Novo Banco was established on 3 August 2014 as a transition bank to operate as such for a period of two years, later extended for a further year. This decision was made in accordance with the national rules of the banking resolution.
In 2017, the third full year following its creation, it ceased to be a transition bank and became a fully fledged credit Institution in the markets in which it performs.
This took place on 18 October with the formal entry of Lone Star funds into Novo Banco which, through a €1.0Bn capital injection in 2017 became holder of 75% of the capital.
Lone Star is a leading private equity firm advising funds that invest globally in real estate, equity, credit and other financial assets. Since the establishment of its first fund in 1995, Lone Star has organised 21 private equity funds with aggregate capital commitments totalling more than US$85 billion.
Hudson Advisors (a consultancy that provides services to Lone Star) advised Novo Banco in the sale of a portfolio of properties, dubbed Viriato, between 2018-2019 which made losses of €110 million. The chairman of Nani Holdings said that Hudson Advisors had in no way “pressured the bank into accepting losses (impairments).”

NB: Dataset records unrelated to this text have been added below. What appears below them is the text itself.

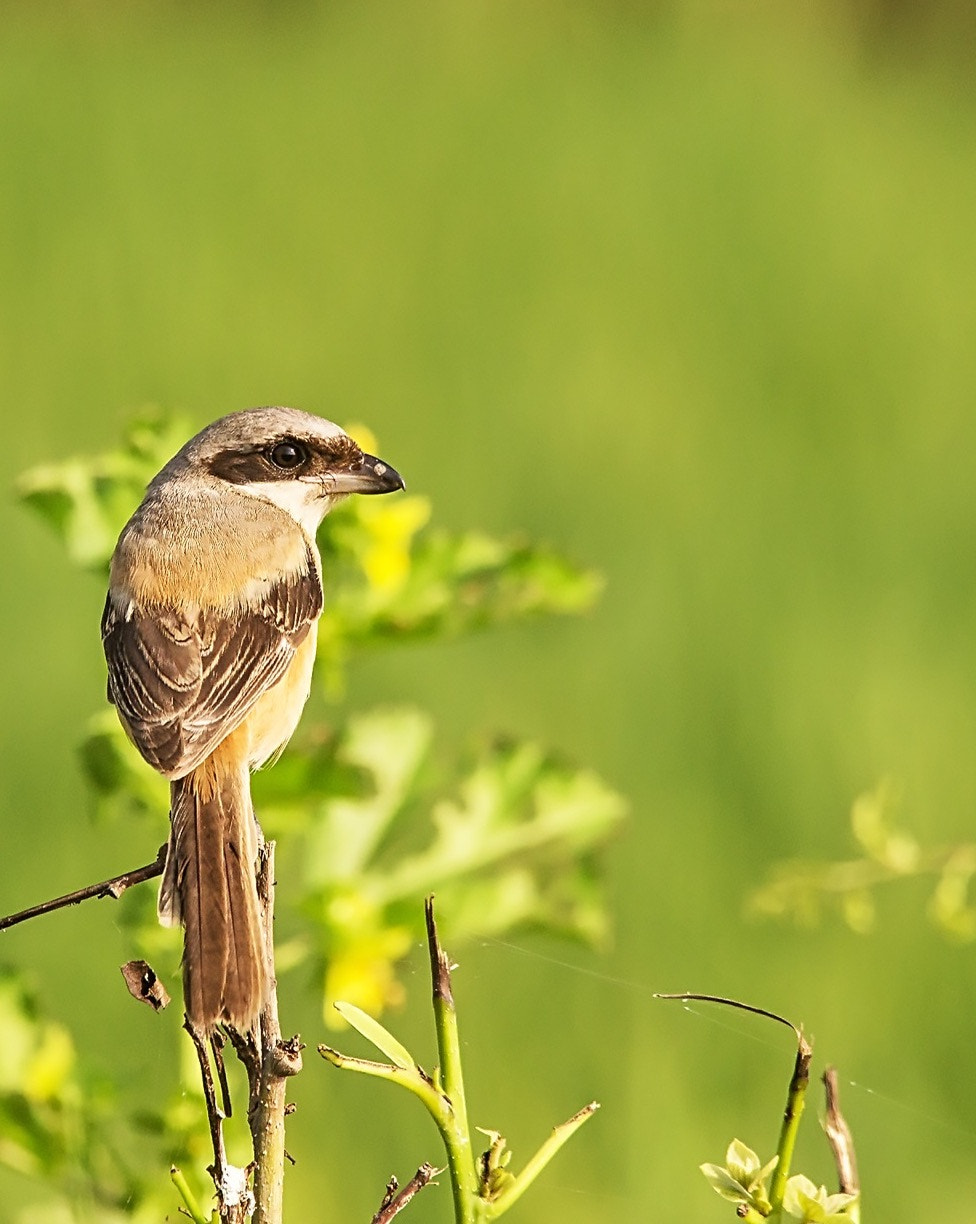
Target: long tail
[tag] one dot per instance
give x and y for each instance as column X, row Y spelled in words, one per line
column 208, row 884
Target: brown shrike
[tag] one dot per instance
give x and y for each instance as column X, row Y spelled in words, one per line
column 210, row 633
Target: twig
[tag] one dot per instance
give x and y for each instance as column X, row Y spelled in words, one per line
column 396, row 1200
column 794, row 1112
column 268, row 1071
column 839, row 1136
column 456, row 1132
column 113, row 888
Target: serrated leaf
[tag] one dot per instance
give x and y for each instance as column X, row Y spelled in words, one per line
column 374, row 1032
column 88, row 501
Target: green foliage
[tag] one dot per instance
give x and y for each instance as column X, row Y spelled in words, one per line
column 483, row 1186
column 508, row 839
column 802, row 890
column 742, row 1180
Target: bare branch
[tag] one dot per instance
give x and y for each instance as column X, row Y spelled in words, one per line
column 113, row 888
column 839, row 1136
column 393, row 1201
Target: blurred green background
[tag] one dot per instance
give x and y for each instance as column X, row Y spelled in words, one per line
column 687, row 290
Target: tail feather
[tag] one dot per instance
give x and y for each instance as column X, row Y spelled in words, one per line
column 208, row 884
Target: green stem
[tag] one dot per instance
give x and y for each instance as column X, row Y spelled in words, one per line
column 186, row 1194
column 541, row 1158
column 469, row 1207
column 795, row 1102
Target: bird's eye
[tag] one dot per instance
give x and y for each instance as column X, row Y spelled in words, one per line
column 288, row 455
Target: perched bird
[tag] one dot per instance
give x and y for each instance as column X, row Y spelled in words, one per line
column 210, row 627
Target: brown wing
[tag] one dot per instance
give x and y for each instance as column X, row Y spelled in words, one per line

This and other issues concerning the perceived sell off of Novo Banco assets at allegedly bargain basement prices is one of the reasons why the parliamentary inquiry was set up.
Hudson Advisors is a globally integrated asset manager focused on real estate, credit, equity and other financial assets. Based in Dallas, Texas, it and its subsidiaries employ 900 people with some 50 clients which include some of the world’s largest private equity funds such as Lone Star.
At the end of 2017, Evgeny Kazarez began talks with Hudson Advisors, the company that provides advisory to Lone Star in various jurisdictions worldwide. He left Deutsche Bank and began working at Hudson in June 2018. At Hudson he and his team developed technology systems for Novo Banco.
In 2019 Lone Star contacted Evgeny Kazarez to become chairman of the board of Nani Holdings. It has no plans to sell Novo Banco for now.